Seriously, why don't you let people do this?


Handling URLs with multiple slashes in them is tricky, lots of websites silently fold them into one and return the same content, so this seems like something we should handle in the same way in search.


Does this explain why Google search results have degraded the last 6 months? I am not trolling -seriously- for me googling first is hardly worthwhile nowadays. A user from the Netherlands. If there was a way to still use the 2009 search index, i would!!


If you want to send me specific queries (the more general, the better) and what went wrong in the search results for them, I'm more than happy to forward them to the team that works on that. I'm [this-user-name] AT google.com


There actually is a way to use the pre-2012 search index!

Just use http://www.google.com/custom I use either DuckDuckGo or this site all the time, I'd probably switch to DuckDuckGo completely if this search would go down.

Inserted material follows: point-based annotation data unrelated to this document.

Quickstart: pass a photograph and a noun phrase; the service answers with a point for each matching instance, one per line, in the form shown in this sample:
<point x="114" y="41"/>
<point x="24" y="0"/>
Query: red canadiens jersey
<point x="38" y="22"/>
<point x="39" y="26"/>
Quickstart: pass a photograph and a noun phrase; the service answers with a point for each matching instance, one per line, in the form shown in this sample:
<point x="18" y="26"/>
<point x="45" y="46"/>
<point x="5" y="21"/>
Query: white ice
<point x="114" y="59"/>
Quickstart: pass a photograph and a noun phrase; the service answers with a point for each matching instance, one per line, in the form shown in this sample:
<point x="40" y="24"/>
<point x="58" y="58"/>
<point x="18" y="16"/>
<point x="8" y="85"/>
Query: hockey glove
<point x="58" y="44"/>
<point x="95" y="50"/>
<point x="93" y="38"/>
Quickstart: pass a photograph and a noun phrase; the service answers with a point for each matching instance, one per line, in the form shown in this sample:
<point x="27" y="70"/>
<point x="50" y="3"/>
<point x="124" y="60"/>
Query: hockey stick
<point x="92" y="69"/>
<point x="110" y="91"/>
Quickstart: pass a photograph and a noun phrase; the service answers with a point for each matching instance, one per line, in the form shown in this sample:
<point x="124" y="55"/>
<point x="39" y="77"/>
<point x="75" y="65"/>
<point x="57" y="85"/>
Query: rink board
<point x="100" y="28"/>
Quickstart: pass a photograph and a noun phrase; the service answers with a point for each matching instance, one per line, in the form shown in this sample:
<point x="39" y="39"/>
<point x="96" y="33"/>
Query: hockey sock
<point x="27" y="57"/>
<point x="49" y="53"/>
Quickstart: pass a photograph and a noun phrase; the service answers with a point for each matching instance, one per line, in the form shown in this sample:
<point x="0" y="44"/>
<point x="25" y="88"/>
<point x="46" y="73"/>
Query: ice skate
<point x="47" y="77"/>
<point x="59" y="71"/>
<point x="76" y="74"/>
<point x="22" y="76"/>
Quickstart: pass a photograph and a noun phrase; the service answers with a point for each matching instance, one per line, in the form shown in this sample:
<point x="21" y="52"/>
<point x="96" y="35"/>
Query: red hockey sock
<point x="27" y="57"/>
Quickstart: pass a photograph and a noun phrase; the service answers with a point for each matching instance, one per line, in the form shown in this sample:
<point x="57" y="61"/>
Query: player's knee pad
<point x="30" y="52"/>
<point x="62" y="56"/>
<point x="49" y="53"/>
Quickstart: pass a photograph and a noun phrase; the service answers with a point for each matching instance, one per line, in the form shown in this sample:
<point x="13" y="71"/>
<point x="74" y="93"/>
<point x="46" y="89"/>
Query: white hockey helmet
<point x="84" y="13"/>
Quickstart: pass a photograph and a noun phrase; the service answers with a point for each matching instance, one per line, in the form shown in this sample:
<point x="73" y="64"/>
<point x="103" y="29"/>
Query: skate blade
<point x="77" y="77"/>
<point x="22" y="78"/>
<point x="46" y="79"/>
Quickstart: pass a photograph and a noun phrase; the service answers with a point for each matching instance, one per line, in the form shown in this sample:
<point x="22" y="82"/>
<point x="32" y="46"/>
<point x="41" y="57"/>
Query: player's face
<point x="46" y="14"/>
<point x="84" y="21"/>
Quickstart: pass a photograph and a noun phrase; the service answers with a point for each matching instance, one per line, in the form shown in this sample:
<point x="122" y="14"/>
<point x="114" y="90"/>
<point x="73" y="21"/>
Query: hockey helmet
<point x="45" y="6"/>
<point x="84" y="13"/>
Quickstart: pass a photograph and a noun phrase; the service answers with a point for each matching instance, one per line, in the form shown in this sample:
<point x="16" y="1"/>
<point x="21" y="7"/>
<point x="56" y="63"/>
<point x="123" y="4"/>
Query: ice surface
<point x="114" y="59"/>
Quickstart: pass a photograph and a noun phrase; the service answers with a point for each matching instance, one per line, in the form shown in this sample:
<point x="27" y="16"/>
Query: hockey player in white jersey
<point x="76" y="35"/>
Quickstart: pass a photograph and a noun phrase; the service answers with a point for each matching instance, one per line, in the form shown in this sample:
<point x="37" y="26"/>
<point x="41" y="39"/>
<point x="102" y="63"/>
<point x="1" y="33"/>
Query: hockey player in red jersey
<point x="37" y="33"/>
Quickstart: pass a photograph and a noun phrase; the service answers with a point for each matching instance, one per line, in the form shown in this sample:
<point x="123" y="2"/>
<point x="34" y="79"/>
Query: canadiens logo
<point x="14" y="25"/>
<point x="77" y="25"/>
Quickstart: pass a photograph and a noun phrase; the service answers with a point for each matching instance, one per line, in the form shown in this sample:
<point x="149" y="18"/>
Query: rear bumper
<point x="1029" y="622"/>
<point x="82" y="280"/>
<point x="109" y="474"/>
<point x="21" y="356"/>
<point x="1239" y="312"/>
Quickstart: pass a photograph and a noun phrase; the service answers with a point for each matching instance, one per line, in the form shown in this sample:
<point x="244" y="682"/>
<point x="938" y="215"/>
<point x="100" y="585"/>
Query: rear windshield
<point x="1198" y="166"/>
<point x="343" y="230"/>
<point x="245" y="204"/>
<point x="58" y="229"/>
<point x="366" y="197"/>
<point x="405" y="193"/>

Lovely but doesn't use an old index. Just searched for the name of an album released in 2013. Usual results.


Nooooooo! I'm going to be curious forever now.


And web archive indexes it's internal IP addresses and a... live printer: http://web.archive.org/web/*/http://printer


Which from the snapshot, shows an IP that's... still online: http://208.70.27.164/hp/device/this.LCDispatcher


Yep. A whois confirms it's their IP address.

Which is nothing wrong on it's own, as long it's protected by good password and doesn't fail to likes of thc-hydra.

They also had some ancient snapshots from 192.xxx range


And it appears to have been jammed since 2009.


Ouch. Stuff like this is just a confused deputy security vulnerability waiting to happen. Whenever I write code to fetch a resource based on user input (and a crawler following a link is a form of user input) I check to make sure I'm not going to fetch something on an internal network.



They fixed the OP issue by now, but this still works..


Looks like it's got fixed because i cannot see any results.


All of the results are HostGator coupons, anyone else seeing the same?


Yes. Look at the query:

    search?q=site%3Ahttp%3A%2F%2Fwww.google.com 
    %2F%2Fsearch%3Fq%3Dproranktracker.com%2B%2B 
    %2BHostgator%2BCoupon%2BCode%3ACOUPON333&pws=0& 
    hl=en#pws=0&hl=en&q=site:http:%2F%2Fwww.google.com 
    %2F%2Fsearch


Even if you take the search string site:http://www.google.com//search and put it into a fresh Google search, it only returns HostGator coupons. Maybe someone from Google can explain it.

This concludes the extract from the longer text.